Aricie a son coeur! Aricie a sa foi
Ah, dieux! Lorsqu'à mes voeux l'ingrat inexorable
S'armait d'un oeil si fier, d'un front si redoutable,
Je pensais qu'à l'amour son coeur toujours fermé
Fût contre tout mon sexe également armé.
Une autre cependant a fléchi son audace;
Devant ses yeux cruels une autre a trouvé grâce.
Peut-être a-t-il un coeur facile à s'attendrir.
Je suis le seul objet qu'il ne saurait souffrir;
Et je me chargerais du soin de le défendre?
SCENE VI – PHEDRE, OENONE
PHEDRE
Chère OEnone, sais-tu ce que je viens d'apprendre?
OENONE
Non; mais je viens tremblante, à ne vous point mentir.

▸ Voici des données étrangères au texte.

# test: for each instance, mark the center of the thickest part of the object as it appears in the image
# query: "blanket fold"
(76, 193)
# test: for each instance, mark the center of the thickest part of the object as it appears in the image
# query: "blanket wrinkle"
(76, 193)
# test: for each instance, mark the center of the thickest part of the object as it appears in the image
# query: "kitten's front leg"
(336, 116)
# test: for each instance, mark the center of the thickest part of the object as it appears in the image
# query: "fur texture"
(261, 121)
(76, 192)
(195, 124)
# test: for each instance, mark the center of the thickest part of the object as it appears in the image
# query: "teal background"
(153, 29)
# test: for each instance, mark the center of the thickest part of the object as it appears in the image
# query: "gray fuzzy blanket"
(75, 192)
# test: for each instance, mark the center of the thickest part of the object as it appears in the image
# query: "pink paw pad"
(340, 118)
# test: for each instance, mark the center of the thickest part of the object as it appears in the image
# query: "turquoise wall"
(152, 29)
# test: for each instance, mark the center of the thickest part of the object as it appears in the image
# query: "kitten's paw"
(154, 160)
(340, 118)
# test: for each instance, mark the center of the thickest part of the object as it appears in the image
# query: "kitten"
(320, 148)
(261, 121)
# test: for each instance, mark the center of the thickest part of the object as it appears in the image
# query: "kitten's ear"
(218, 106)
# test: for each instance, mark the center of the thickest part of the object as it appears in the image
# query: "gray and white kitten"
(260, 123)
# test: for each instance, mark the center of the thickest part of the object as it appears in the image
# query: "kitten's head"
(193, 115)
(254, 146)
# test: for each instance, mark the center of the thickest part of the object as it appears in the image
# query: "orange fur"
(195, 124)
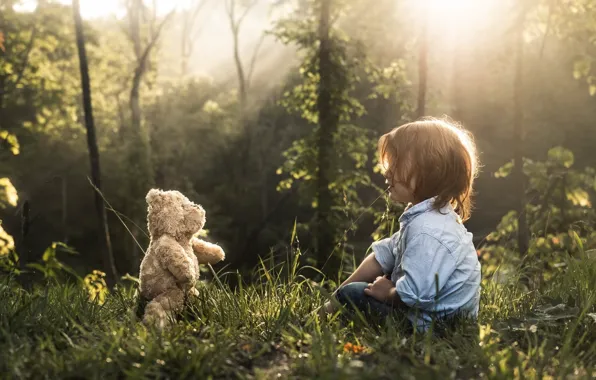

J'ai pâli du dessein qui vous a fait sortir;
J'ai craint une fureur à vous-même fatale.
PHEDRE
OEnone, qui l'eût cru? j'avais une rivale.
OENONE
Comment?
PHEDRE
Hippolyte aime, et je n'en puis douter.
Ce farouche ennemi qu'on ne pouvait dompter,
Qu'offensait le respect, qu'importunait la plainte,
Ce tigre, que jamais je n'abordai sans crainte,
Soumis, apprivoisé, reconnaît un vainqueur:
Aricie a trouvé le chemin de son coeur.
OENONE
Aricie?
PHEDRE
Ah! douleur non encore éprouvée!
A quel nouveau tourment je me suis réservée!
Tout ce que j'ai souffert, mes craintes, mes transports,
La fureur de mes yeux, l'horreur de mes remords,
Et d'un refus cruel l'insupportable injure
N'était qu'un faible essai du tourment que j'endure.
Ils s'aiment! Par quel charme ont-ils trompé mes yeux?
Comment se sont-ils vus? Depuis quand? Dans quels lieux?
Tu le savais. Pourquoi me laissais-tu séduire?
De leur furtive ardeur ne pouvais-tu m'instruire?
Les a-t-on vus souvent se parler, se chercher?
Dans le fond des forêts allaient-ils se cacher?
Hélas! ils se voyaient avec pleine licence.
Le ciel de leurs soupirs approuvait l'innocence;
Ils suivaient sans remords leur penchant amoureux;
Tous les jours se levaient clairs et sereins pour eux.
Et moi, triste rebut de la nature entière,
Je me cachais au jour, je fuyais la lumière.
La mort est le seul Dieu que j'osais implorer.
J'attendais le moment où j'allais expirer;
Me nourrissant de fiel, de larmes abreuvée,
Encor dans mon malheur de trop près observée,
Je n'osais dans mes pleurs me noyer à loisir;
Je goûtais en tremblant ce funeste plaisir,
Et sous un front serein déguisant mes alarmes,
Il fallait bien souvent me priver de mes larmes.
OENONE
Quel fruit recevront-ils de leurs vaines amours?
Ils ne se verront plus.
PHEDRE
Ils s'aimeront toujours.
Au moment que je parle, ah! mortelle pensée!
Ils bravent la fureur d'une amante insensée.
Malgré ce même exil qui va les écarter,
Ils font mille serments de ne se point quitter.